Lógica sem lógica

Não consegui entender exatamente a lógica proposta pelo doutor.

Por um lado, ele afirma que pessoas assintomáticas não precisariam se isolar se testes massivos fossem aplicados a pessoas sintomáticas. Em seguida, diz que testes em pessoas assintomáticas são inúteis, pois essas pessoas podem estar com o vírus mesmo com o resultado negativo.

Aí pergunto: qual a diferença entre uma pessoa que não fez o teste e vai visitar o vovô, e uma pessoa que fez o teste, deu negativo, e vai visitar o vovô? Pelo visto, nenhuma. Então, por que cargas d’água as pessoas assintomáticas poderiam circular livremente, se podem ter o vírus mesmo sem ter sintomas?

Fazer testes massivos em pessoas sintomáticas não tem o dom de livrar pessoas assintomáticas do vírus. Uma coisa não tem nada a ver com a outra.

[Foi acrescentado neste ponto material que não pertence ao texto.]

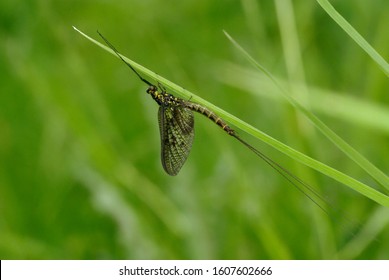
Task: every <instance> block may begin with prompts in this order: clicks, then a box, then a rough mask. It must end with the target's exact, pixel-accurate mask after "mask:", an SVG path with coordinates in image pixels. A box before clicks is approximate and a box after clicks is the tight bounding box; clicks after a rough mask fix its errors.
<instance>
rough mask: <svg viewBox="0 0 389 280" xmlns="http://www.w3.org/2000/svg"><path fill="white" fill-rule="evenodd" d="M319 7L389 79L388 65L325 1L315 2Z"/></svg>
mask: <svg viewBox="0 0 389 280" xmlns="http://www.w3.org/2000/svg"><path fill="white" fill-rule="evenodd" d="M317 2H318V3H319V5H320V6H321V7H322V8H323V9H324V10H325V11H326V12H327V14H328V15H329V16H330V17H331V18H332V19H333V20H334V21H335V22H336V23H337V24H338V25H339V26H340V27H341V28H342V29H343V30H344V31H345V32H346V33H347V34H348V35H349V36H350V37H351V38H352V39H353V40H354V41H355V43H357V44H358V45H359V46H360V47H361V48H362V49H363V50H364V51H365V52H366V53H367V54H368V55H369V56H370V57H371V58H372V59H373V60H374V61H375V63H377V64H378V66H379V67H380V68H381V69H382V71H384V73H385V74H386V76H388V77H389V64H388V63H387V62H386V61H385V59H384V58H383V57H382V56H381V55H379V53H378V52H377V51H376V50H375V49H374V48H373V47H372V46H370V44H369V43H368V42H367V41H366V40H365V39H364V38H363V37H362V36H361V34H359V33H358V31H356V30H355V28H354V27H352V26H351V24H350V23H348V22H347V21H346V20H345V19H344V18H343V17H342V16H341V15H340V14H339V13H338V12H337V11H336V10H335V8H334V7H333V6H332V5H331V4H330V2H328V1H327V0H317Z"/></svg>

A lógica do doutor me escapa.

D. Iraci em home office

A querida D Iraci, que nos auxilia em casa há mais de 15 anos, faz hoje 69 anos de idade. Ela pega ônibus e metrô para vir até aqui em casa.

A partir de hoje, ela estará trabalhando em home office. Levaremos ingredientes até a casa dela, e lá ela fará seus pratos deliciosos. Será um trabalho adicional para nós, mas D Iraci faz parte do grupo de risco, e andar em transporte público não é o mais indicado.

Tenho consciência de que esta não é uma solução possível para todos. Mas todos que puderem fazer alguma coisa, já ajuda. D Iraci será, se Deus quiser, menos uma a sobrecarregar o sistema público de saúde.

O seguro de Schrodinger

As medidas de contenção do coronavírus estão exageradas? Pela própria natureza da coisa, nunca saberemos ao certo.

Se as medidas de contenção derem certo, ou seja, não enfrentarmos um crescimento vertiginoso do número de casos da doença a ponto de pressionar o sistema de saúde nacional (como está ocorrendo na Itália), não saberemos se foi por causa das medidas ou se seria assim mesmo, mesmo sem as medidas.

O inverso não é verdadeiro: se não forem adotadas medidas de contenção, saberemos com certeza se essas medidas eram necessárias ou não, a depender do resultado desta não-ação.

Tenho lido por aí que esta decisão funciona como um seguro. Em termos. No caso do seguro, se adquirido, sabemos com certeza, ao final do período segurado, se jogamos dinheiro fora ou não. Aconteceu o sinistro, o seguro valeu a pena. Não aconteceu, “perdemos” dinheiro.

Já no caso das medidas de contenção, se o sinistro não ocorrer, nunca saberemos com certeza se foram essas medidas as responsáveis pelo “não-sinistro”. Por um motivo simples: o próprio “seguro” interfere no resultado final. Trata-se de uma espécie de “seguro de Schrödinger”.

Tenho ouvido algumas pessoas defenderem que está tudo muito exagerado, porque, afinal, trata-se de uma gripe e, como tal, seria muito mais virulenta no inverno, como está acontecendo no hemisfério norte. Aqui, no país tropical abençoado por Deus, o coronavírus não teria a mínima chance.

Pode ser, faz até sentido. Se adotarmos medidas de contenção, discutiremos até o fim dos tempos se esta hipótese era verdadeira ou não. Por outro lado, se não adotarmos medidas de contenção, descobriremos, na prática, se a hipótese era verdadeira. Seria o Brasil servindo como um imenso laboratório científico. Vale o risco?